PORTLAND, Ore. (AP) - A garbage truck turning right crushed a bicyclist in a Portland bike lane, the second such accident in two weeks.
Police said Brett Jarolimek, 31, tried but failed to brake, collided with the truck and fell beneath the rear wheels on Monday.
The truck and bicycle were headed downhill, police said, and the bicycle gained speed.
Police said the truck driver had a turn signal on, and drugs and alcohol didn't appear to be a factor.
The death intensified emotions raised by the death of 19-year-old cyclist Tracey Sparling, killed earlier in October as she was riding straight from a traffic light and a cement truck turned right.
"I'm really absolutely fed up with the idea that we have to abdicate our rights in order to have safety on the streets," said Robert Reid, a Portland attorney who stopped his bike at the scene of Jarolimek's accident Monday. The police, he said, need to cite drivers who don't yield the right of way to cyclists in a bike lane.
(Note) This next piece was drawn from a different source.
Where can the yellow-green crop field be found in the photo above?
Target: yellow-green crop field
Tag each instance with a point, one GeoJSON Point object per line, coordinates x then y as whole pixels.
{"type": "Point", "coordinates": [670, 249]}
But Portland Police Lt. Mark Kruger said solving the problem requires more than just faulting drivers.
Cyclists need to ride defensively and be aware if they are moving too fast or are in a place where motorists can't see them, he said, adding that he couldn't comment on the specifics of Monday's collision. "You can be right, and you can be dead right."
Monday's accident was the fourth fatality involving motor vehicles and bicycles in 2007 in a city regarded as bike-friendly.
Scott Bricker, executive director of the Bicycle Transportation Alliance, said Portland generally sees up to five bicycle fatalities a year, he said. But as the number of cyclists increases, the actual rate of deaths has gone down, he said.